# GM V8



## olley (May 1, 2005)

Hi just though I would take a picture of my 8.1 litre V8 for you poor old boys with your 2-2.8 litre lawnmower engines.

It develops 340BHP and 455lbs of torque :lol: 

Now don,t get bitchy and mention fuel consumption.

The relay that was the cause of all the trouble on Monday, is sitting to the left of the picture on top of the intake manifold.


----------



## Scotjimland (May 23, 2005)

Hey Olley our genny engine is bigger :lol: :lol: :lol: :lol: 

Seriously, IMO that relay is poorly sited, it must get pretty hot, I would get it moved to a cooler location..

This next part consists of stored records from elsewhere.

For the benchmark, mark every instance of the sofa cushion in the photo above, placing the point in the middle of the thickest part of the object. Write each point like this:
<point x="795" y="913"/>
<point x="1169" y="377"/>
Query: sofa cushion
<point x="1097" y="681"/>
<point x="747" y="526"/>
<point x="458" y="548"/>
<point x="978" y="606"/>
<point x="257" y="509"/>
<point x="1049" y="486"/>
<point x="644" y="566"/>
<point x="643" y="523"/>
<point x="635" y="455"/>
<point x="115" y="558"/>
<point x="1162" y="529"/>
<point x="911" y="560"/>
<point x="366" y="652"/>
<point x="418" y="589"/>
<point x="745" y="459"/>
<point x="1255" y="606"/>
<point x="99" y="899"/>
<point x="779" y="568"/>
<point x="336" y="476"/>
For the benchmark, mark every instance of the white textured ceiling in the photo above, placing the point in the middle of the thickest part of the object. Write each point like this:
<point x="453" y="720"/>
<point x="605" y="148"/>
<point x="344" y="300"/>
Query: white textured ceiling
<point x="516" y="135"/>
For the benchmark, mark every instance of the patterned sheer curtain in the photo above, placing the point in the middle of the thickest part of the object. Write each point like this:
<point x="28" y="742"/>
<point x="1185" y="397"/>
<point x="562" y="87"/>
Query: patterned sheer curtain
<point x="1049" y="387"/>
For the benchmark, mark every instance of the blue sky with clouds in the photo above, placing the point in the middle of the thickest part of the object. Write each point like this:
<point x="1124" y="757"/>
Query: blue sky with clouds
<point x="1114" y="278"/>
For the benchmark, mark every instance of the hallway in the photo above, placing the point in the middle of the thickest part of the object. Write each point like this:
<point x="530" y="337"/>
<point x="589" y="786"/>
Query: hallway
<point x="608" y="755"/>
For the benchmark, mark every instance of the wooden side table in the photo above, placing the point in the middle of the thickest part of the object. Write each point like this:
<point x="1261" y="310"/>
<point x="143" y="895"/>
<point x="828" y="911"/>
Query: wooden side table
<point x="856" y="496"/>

A pic of our engine :wink:


----------



## LC1962 (Oct 6, 2005)

Our 6.8-litre Ford Triton V10s produce 355 hp at 4,750 rpm and 455 lb.-ft. of torque at 3,250 rpm......our little 24 footer goes like the clappers if you want it to, even pulls up-hill with the parts trailer on the back :wink: 

I'd add a pic of the engine but its persistently pouring outside and I aint gettin' wet!


----------



## olley (May 1, 2005)

Hi Jim, funny you should say that, as the RAC man said exactly the same!

One one of the yankee sites they said the V10's where a bit buzzy Linda.

Olley


----------



## Scotjimland (May 23, 2005)

LC1962 said:


> even pulls up-hill with the parts trailer on the back :wink:


Must break down a lot if you take a parts trailer 8O :lol: :lol: :lol:
Do you have any spare wheels to fit George on it ? :wink:


----------



## Motorhomersimpson (May 9, 2005)

olley said:


> *It develops 340BHP and 455lbs of torque*


A mere toy compared to this, don't you think :lol:

Maximum power: 108,920 hp at 102 rpm

Maximum torque: 5,608,312 lb/ft at 102rpm

http://www.bath.ac.uk/~ccsshb/12cyl/

MHS...Rob


----------



## LC1962 (Oct 6, 2005)

Motorhomersimpson said:


> olley said:
> 
> 
> > *It develops 340BHP and 455lbs of torque*
> ...


WOW 8O 
Thats the mother of all cranks! I wouldn't fancy trying to put that on our crank balancer! :lol: :lol:


----------



## Motorhomersimpson (May 9, 2005)

Hi Linda,

I should think doing an oil change would be a mammoth task alone, it is big isn’t it, see olley, my engine pictures are bigger than yours… :bootyshake: :bootyshake: :lol: :lol: 

Still think your rv is great though olley, shame I missed you at Newbury. 

MHS…Rob


----------



## olley (May 1, 2005)

Hi Rob I saw you coming and hid up in the beer tent :lol: 

Olley


----------



## Motorhomersimpson (May 9, 2005)

:lol: :lol: :lol: 


MHS....Rob


----------



## LC1962 (Oct 6, 2005)

ScotJimland said:


> LC1962 said:
> 
> 
> > even pulls up-hill with the parts trailer on the back :wink:
> ...


Not given us a days trouble Jim......yet! 8O

Its especially funny seeing the look on the faces of other MH drivers when you go past them & they see you're towing a huge box behind and still maintaining speed :lol:

Re the wheel.. I am still awaiting return contact from that source you gave me. Will get you one in time, don't worry! :wink:

Rob...you missed us too  at least if you did wander by you didn't say hello **sniff**


----------



## Motorhomersimpson (May 9, 2005)

LC1962 said:


> Rob...you missed us too at least if you did wander by you didn't say hello **sniff**


Oh burger, never thought of that, you having a pitch there, real sorry Linda. 

MHS...Rob


----------



## LC1962 (Oct 6, 2005)

I'll forgive you Rob...this once :lol: :lol: 

I did get to meet a few of the other MHF regulars which was nice  

Linda


----------